In case of any error we need to display the HTML form to the visitor again but in this case, we should display the error message to help the visitor to correct it. So the use case is the following:

  1. Display the form
  2. Process user input
  3. In case of error display the form again with an error message
  4. If there is no error then go on.

To make the code more simple it makes sense to create a function that displays the HTM form and error messages if needed. The function definition should look like something similar:

showForm($errorName=false,$errorEmail=false,$errorMesg=false)
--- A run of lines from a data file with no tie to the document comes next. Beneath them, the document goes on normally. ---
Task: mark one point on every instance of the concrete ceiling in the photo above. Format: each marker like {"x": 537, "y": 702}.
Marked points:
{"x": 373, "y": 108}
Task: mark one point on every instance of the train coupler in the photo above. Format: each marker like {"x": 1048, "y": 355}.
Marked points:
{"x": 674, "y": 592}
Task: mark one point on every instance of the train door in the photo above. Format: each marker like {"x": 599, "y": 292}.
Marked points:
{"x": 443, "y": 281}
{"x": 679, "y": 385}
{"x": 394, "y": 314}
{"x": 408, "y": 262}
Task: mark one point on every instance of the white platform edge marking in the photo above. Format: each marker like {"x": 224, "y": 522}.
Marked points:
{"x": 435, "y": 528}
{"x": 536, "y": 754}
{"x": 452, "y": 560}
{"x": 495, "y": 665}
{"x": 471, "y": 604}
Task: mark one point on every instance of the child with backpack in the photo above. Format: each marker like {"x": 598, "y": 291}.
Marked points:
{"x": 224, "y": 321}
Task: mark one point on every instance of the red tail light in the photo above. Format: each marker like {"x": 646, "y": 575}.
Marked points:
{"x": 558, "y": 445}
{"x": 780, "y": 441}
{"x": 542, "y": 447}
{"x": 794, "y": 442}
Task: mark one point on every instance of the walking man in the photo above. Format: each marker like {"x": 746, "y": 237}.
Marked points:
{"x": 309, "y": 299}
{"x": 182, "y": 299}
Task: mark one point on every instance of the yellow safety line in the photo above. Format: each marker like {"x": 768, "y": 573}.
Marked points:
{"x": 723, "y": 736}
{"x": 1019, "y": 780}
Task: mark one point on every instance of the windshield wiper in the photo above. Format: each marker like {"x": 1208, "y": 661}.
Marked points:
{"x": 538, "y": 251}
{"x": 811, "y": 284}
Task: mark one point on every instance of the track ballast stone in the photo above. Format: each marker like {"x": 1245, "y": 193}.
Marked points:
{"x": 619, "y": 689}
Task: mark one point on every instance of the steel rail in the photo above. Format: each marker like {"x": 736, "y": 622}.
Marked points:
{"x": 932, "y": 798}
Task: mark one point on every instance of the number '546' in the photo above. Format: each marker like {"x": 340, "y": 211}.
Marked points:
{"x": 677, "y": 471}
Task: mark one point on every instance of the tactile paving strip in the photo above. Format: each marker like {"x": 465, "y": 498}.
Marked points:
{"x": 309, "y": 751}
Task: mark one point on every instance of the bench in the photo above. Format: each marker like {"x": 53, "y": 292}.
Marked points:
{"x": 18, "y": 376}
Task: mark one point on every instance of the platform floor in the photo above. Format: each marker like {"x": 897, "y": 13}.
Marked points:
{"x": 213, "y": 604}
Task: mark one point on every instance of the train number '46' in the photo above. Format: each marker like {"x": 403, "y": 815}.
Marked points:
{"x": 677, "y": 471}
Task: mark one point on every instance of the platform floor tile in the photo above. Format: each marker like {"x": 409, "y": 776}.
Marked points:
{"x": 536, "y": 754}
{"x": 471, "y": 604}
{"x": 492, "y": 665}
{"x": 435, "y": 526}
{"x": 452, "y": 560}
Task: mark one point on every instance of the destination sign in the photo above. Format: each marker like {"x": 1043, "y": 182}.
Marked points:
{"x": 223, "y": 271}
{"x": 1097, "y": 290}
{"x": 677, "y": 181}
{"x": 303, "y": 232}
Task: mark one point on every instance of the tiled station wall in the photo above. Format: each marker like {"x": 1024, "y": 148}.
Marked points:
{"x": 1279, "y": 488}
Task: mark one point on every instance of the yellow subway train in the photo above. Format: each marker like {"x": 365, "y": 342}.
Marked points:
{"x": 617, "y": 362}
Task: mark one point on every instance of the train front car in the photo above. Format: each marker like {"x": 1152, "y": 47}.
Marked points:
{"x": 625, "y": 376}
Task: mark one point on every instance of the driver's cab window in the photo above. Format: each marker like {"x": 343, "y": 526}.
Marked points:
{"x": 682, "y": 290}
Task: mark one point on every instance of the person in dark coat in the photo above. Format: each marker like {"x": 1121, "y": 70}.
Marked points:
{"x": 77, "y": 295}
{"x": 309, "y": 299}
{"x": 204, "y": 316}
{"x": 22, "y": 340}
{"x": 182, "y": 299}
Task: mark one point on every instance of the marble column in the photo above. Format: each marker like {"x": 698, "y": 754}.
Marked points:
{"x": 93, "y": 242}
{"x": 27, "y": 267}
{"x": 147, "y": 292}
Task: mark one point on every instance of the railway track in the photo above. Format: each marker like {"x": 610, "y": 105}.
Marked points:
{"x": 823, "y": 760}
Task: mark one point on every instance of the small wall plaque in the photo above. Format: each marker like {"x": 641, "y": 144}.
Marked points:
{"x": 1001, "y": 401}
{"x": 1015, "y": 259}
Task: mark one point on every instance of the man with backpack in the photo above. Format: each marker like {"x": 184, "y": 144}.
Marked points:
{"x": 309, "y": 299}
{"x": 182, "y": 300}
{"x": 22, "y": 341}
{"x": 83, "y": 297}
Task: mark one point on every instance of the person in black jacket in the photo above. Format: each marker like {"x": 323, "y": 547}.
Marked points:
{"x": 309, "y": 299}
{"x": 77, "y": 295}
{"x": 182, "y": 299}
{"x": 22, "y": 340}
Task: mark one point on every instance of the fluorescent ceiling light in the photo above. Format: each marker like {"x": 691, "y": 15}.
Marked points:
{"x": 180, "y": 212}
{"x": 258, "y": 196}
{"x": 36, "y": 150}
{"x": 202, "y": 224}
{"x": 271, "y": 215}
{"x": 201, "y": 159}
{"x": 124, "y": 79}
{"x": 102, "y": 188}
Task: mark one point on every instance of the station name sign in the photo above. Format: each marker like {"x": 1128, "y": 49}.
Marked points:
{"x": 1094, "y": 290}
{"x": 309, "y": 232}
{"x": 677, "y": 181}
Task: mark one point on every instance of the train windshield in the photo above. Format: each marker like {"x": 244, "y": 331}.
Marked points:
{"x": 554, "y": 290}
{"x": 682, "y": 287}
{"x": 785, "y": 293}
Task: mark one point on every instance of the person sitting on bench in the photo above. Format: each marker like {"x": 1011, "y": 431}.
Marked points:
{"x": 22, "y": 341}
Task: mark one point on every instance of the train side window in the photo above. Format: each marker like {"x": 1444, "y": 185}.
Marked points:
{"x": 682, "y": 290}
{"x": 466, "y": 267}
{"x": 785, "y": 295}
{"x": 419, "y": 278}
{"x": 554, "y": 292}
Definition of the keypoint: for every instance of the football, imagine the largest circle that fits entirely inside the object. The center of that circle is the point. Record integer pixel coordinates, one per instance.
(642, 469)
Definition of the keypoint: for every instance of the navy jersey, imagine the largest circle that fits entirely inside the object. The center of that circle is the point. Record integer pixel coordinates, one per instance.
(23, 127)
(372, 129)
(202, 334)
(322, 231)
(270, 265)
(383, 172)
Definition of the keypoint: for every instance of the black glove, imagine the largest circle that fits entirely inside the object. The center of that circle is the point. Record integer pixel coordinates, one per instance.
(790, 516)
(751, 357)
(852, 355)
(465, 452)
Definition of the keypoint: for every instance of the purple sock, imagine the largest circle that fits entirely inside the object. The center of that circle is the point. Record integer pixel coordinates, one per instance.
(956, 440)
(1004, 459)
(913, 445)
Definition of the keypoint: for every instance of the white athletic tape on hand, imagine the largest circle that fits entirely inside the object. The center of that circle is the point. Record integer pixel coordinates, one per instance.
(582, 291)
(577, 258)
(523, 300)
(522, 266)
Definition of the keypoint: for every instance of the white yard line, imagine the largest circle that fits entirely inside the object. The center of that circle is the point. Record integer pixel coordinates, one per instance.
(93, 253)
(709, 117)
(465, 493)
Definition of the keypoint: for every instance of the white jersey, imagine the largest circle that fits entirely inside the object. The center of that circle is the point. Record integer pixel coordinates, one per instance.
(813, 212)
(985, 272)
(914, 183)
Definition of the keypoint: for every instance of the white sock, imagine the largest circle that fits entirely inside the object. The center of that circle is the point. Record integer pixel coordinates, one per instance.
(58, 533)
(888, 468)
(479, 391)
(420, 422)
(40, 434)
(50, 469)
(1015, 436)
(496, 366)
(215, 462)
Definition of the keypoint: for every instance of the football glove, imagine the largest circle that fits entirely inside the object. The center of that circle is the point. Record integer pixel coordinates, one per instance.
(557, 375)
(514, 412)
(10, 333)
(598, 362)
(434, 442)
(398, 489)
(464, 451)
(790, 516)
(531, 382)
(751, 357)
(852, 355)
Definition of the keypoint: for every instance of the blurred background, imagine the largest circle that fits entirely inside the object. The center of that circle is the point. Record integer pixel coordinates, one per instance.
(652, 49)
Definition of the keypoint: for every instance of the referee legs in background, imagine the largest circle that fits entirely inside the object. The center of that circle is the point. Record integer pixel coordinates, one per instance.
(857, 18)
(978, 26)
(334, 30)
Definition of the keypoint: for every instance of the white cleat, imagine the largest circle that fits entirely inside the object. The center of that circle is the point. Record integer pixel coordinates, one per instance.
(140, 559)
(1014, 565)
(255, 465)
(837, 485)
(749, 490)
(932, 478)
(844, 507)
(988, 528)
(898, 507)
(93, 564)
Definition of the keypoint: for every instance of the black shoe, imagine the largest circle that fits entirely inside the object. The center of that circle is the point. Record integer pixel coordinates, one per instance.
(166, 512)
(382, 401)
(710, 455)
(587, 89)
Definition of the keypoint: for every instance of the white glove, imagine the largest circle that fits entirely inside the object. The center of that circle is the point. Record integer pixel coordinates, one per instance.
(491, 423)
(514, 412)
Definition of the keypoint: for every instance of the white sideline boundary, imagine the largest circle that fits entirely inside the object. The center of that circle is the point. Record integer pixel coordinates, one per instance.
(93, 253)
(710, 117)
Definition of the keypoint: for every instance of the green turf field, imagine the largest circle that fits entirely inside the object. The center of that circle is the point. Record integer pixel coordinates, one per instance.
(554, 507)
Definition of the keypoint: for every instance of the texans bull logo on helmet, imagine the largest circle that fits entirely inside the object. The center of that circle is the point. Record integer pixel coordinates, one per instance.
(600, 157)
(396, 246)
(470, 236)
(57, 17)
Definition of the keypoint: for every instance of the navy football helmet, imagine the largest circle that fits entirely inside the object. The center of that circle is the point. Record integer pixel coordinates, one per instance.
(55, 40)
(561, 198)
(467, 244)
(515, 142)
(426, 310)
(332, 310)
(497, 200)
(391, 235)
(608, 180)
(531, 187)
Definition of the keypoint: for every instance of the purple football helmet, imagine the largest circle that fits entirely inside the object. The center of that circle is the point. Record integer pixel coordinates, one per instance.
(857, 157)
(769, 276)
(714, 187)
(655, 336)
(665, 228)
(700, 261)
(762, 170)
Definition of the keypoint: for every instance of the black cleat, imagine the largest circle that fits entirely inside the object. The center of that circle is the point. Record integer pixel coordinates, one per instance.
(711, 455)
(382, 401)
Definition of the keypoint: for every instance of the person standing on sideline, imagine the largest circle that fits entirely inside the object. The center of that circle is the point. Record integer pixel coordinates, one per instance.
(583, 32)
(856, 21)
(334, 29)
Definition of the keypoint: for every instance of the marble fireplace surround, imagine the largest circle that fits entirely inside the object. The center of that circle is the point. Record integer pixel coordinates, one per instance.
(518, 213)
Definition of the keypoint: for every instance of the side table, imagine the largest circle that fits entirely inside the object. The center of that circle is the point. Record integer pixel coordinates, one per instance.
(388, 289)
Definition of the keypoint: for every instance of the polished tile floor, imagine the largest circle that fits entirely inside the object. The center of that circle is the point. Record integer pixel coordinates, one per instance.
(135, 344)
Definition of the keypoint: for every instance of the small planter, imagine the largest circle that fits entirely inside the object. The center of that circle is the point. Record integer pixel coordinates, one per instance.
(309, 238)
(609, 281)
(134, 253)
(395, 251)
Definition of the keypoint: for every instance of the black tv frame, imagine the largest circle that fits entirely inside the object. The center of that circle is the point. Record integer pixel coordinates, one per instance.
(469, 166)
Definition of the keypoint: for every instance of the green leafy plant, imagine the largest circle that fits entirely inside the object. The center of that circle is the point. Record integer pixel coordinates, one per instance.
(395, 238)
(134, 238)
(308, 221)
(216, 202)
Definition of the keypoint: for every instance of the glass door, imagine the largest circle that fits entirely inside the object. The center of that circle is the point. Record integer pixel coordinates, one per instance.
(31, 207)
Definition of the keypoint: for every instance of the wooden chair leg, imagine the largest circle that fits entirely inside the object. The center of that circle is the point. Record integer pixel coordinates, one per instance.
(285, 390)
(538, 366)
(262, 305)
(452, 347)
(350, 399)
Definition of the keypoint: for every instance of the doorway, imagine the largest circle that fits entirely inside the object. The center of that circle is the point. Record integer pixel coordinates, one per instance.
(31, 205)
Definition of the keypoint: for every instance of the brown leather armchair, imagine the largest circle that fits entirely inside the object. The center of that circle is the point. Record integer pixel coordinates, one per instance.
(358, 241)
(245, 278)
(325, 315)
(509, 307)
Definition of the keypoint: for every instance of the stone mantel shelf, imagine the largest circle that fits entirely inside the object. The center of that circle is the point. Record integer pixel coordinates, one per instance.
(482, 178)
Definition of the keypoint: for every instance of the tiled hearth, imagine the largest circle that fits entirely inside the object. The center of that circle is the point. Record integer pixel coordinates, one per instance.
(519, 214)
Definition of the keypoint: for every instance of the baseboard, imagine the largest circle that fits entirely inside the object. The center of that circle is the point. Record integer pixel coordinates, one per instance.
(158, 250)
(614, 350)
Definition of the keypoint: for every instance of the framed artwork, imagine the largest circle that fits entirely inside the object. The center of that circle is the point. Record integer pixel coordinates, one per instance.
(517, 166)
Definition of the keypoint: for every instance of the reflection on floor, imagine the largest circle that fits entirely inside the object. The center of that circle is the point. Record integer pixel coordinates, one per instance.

So if the function is called without any parameter a normal HTML form will be displayed, but if any error variable is set then the corresponding error message will be displayed as well. The improved form processing code looks like this: 

<?php
// Function to display form
function showForm($errorName=false,$errorEmail=false,$errorMesg=false){
   if ($errorName)  $errorTextName  = "Please enter your name!";
   if ($errorEmail) $errorTextEmail = "Please enter a valid email address!";
   if ($errorMesg)  $errorTextMesg  = "Please leave a longer message!";
 
   echo '<form action="form.php" method="POST"><table>';
 
   // Display name field an error if needed
   echo '<tr><td>Name:</td><td><input type="text" name="name"></td></tr>';
   if ($errorName) echo "<tr><td colspan='2'>$errorTextName</td></tr>";
 
   // Display email field an error if needed
   echo '<tr><td>Email:</td><td><input type="text" name="email"></td></tr>';
   if ($errorEmail) echo "<tr><td colspan='2'>$errorTextEmail</td></tr>";
 
   // Display message field an error if needed
   echo '<tr><td>Message:</td><td><textarea name="mesg"></textarea></td></tr>';
   if ($errorMesg) echo "<tr><td colspan='2'>$errorTextMesg</td></tr>";
 
 
   echo '<tr><td><input type="submit" name="SubmitForm" value="Send"></td></tr>';
   echo '<form>';
}
 
 
if (!isset($_POST['SubmitForm'])) {
   showForm();
} else {
   //Init error variables
   $errorName  = false;
   $errorEmail = false;
   $errorMesg  = false;
 
   $name  = isset($_POST['name'])  ? trim($_POST['name'])  : '';
   $email = isset($_POST['email']) ? trim($_POST['email']) : '';
   $mesg  = isset($_POST['mesg'])  ? trim($_POST['mesg'])  : '';
 
   if (!eregi("^[_a-z0-9-]+(\.[_a-z0-9-]+)*@[a-z0-9-]+(\.[a-z0-9-]+)*(\.[a-z]{2,3})$", $email)) $errorEmail = true;
   if (strlen($name)<3)  $errorName = true;
   if (strlen($mesg)<10) $errorMesg = true;
 
   // Display the form again as there was an error
   if ($errorName || $errorEmail || $errorMesg) {
      showForm($errorName,$errorEmail,$errorMesg);
   } else {
      echo 'Submission was success!';
   }
 
}
?> 

Of course later you can improve the look of the form and the validation itself to be more robust but for demonstration, it is enough I think.